Spontan Jenni tertawa keras tak lagi ditutup-tutupi. Ia baru tahu, ternyata orang seperti Arya bisa narsis juga. Mengatakan dengan santai dan kesombongan yang tidak kentara sama sekali. "Ya ya ya, Adit tampan karena mempunyai seorang ayah yang sangat tampan juga. Bibit Anda sangat unggul, Pak."

"Jadi, lebih tampan siapa, saya atau Adit?" Kini tatapan Arya mengunci Jenni sepenuhnya. Tatapan yang menuntut dengan jawaban yang harus memuaskan. 

"Mau jawaban yang jujur atau tidak?" Arya mengangkat satu alis mendengar pertanyaan Jenni. Jenni mengangkat bahu. "Mau bagaimana lagi saya ketemu bapak pas umur segini, coba pas masih muda seumuran Adit, kan  beda lagi jawabannya. tapi, bapak yang seperti ini saja mampu membuat saya jatuh cinta, apalagi pas muda?"

"Jadi, lebih tampan saya atau Adit?" Arya mengulangi prtanyaan yang tak kunjung mendapat pertanyaan.

"Menurut bapak, kenapa saya bisa secepat ini move on dari Adit dan akhirnya jatuh ke pelukan papanya?"

"Apa?" Kini Arya menyingkirkan rambut yang menutupi wajah Jenni.

"Apalagi jika bukan karena bapak lebih tampan, lebih matang dan lebih ...." Jenni sengaja menggantung kalimat terakhirnya untuk menggoda Arya. Menunggu reaksi bos dudanya. "Hot," bisik Jenni di telinga Arya dengan sedikit jilatan di telinga.

Arya terkekeh kecil dengan sikap Jenni yang mulai berani. Tangannya bergerak mengusap pinggang perempuan itu. Pria tua itu ingin mendengar banyak cerita Jenni tentangnya. "Saya kecewa karena bapak menolak saya menjadi calon mantu, tapi mau gimana lagi karena bapak tampan jadi saya nggak terlalu sedih. Motto saya saat itu, kalau tidak dapat anaknya, bapaknya juga tidak apa-apa."

Arya terkekeh mendengar jawaban Jenni. Mencubit pelan hidung Jenni, takut membuatnya sakit. Kalimat penuh tantangan, tapi  terdengar murahan bagi orang lain.

"Kamu yakin mau menjalin hubungan dengan saya?"

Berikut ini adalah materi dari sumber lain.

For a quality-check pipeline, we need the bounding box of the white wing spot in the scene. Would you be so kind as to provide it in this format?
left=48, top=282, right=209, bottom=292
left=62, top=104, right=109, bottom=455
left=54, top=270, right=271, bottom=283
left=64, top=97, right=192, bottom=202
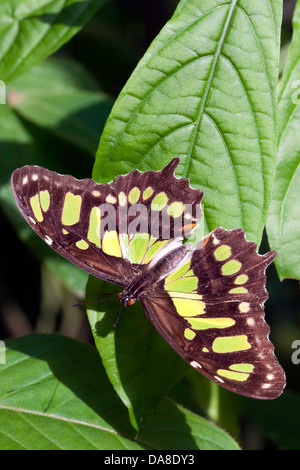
left=45, top=235, right=53, bottom=245
left=106, top=194, right=117, bottom=204
left=215, top=375, right=224, bottom=384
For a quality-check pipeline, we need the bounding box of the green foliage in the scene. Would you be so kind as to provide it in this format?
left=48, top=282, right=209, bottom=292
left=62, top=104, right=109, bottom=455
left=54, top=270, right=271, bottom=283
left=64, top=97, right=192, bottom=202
left=0, top=0, right=104, bottom=83
left=0, top=0, right=300, bottom=450
left=0, top=335, right=238, bottom=450
left=267, top=2, right=300, bottom=279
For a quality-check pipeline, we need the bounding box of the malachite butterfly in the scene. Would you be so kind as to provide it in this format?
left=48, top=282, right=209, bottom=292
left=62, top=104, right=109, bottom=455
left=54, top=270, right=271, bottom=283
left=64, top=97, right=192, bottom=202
left=11, top=158, right=285, bottom=399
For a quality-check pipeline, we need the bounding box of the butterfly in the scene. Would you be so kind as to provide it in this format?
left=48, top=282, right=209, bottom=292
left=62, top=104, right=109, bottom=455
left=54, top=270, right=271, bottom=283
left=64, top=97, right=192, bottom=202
left=11, top=158, right=285, bottom=399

"Apa alasan saya meragu?" 

Arya ingin membicarakan hal ini dengan baik dan terarah. Ia ingin tahu kejelasan hubungan ini. Hanya permainan kah, sekedar gurauan, untuk mengisi waktu luang, menghibur hati yang kosong atau hanya sementara? Ia tidak mau berjuang jika hanya untuk bermain. Waktunya terlalu berharga. Umurnya terlalu banyak untuk bermain-main. 

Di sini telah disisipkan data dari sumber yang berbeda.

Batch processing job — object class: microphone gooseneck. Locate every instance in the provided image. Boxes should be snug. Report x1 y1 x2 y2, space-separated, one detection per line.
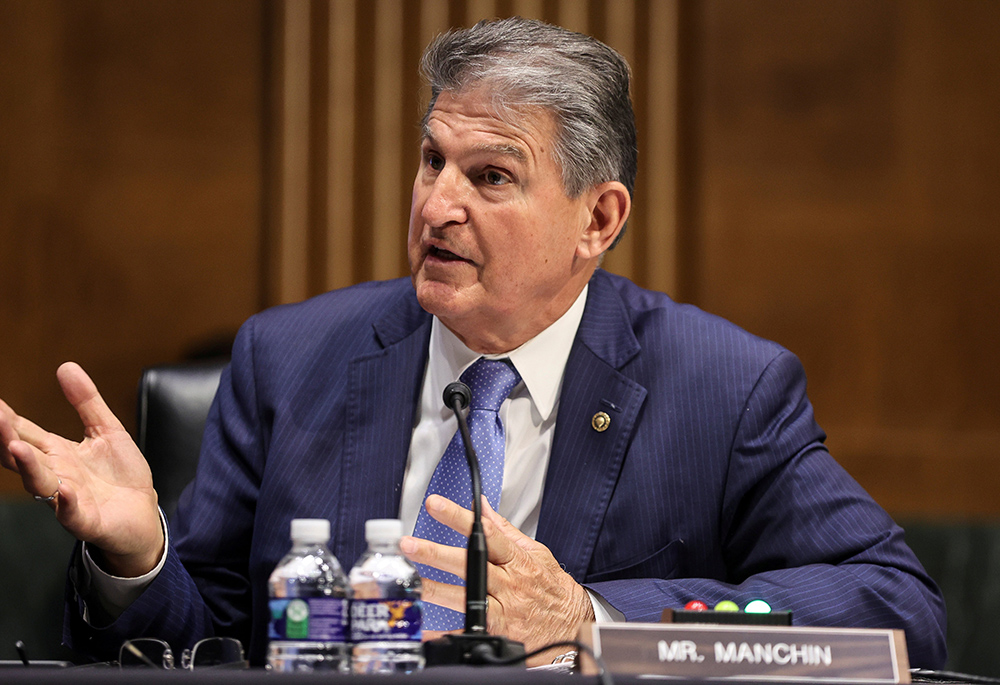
424 381 524 666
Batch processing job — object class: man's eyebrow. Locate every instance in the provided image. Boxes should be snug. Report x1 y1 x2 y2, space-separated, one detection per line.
423 125 528 163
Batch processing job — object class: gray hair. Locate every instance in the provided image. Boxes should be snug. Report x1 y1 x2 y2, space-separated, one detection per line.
420 17 637 247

Lagipula dia Jenni. Anak pengusaha keramik yang sukses. Tidak mungkin restu akan didapat dengan mudah atau yang paling parah tidak akan mendapat restu sama sekali. Hubungan itu perjuangan dua orang. Jika hanya salah satu maka bisa dipastikan akan kandas di tengah jalan. Arya tidak mau itu terjadi. Ia terlanjur jatuh hati pada permpuan muda yang kini ada di pangkuannya.

Jika memang ini hanya kemarahan Jenni akibat penolakannya, maka Arya akan meladeni itu dengan senang hati. Ia akan mengikuti alur permainan Jenni. Namun, jika Jenni bersungguh-sungguh, maka ia akan berjuang dengan keras.

"Kenapa tidak yakin?" Alis Jenni menyatu saat mengulang pertanyaan itu.

"Selisih umur ki--" 

Belum selesai Arya dengan perkataannya, Jenni sudah membungkam mulut pria itu. Jenni tidak suka dengan kata yang memang nyata adanya. Yang ia sadari akan menjadi hambatan untuk hubungannya. Karena perbedaan itu bukanlah sebuah kerikil melainkan batu yang perlu dihancurkan untuk memuluskan jalan. Maka untuk mengusir keraguan, Jenni hnaya bisa melakukan hal ini. Menciujm Arya hingga keraguan dalam hatinya hilang.

Dengan senang hati Arya meladeni ciuman Jenni. Keduanya saling membuka mulut dan menjulurkan lidah untuk dirasa dan dikulum. Bibir atas dan bawa bergantian saling mencecap menibulkan bunyi yhang membuat hasrat semakin tak terbendung. Menelan saliva yang mungkin bukan miliknya karena saling bertukar. Ciuman itu begitu rakus dan tidak sabar. Begitu menggebu dan mendamba.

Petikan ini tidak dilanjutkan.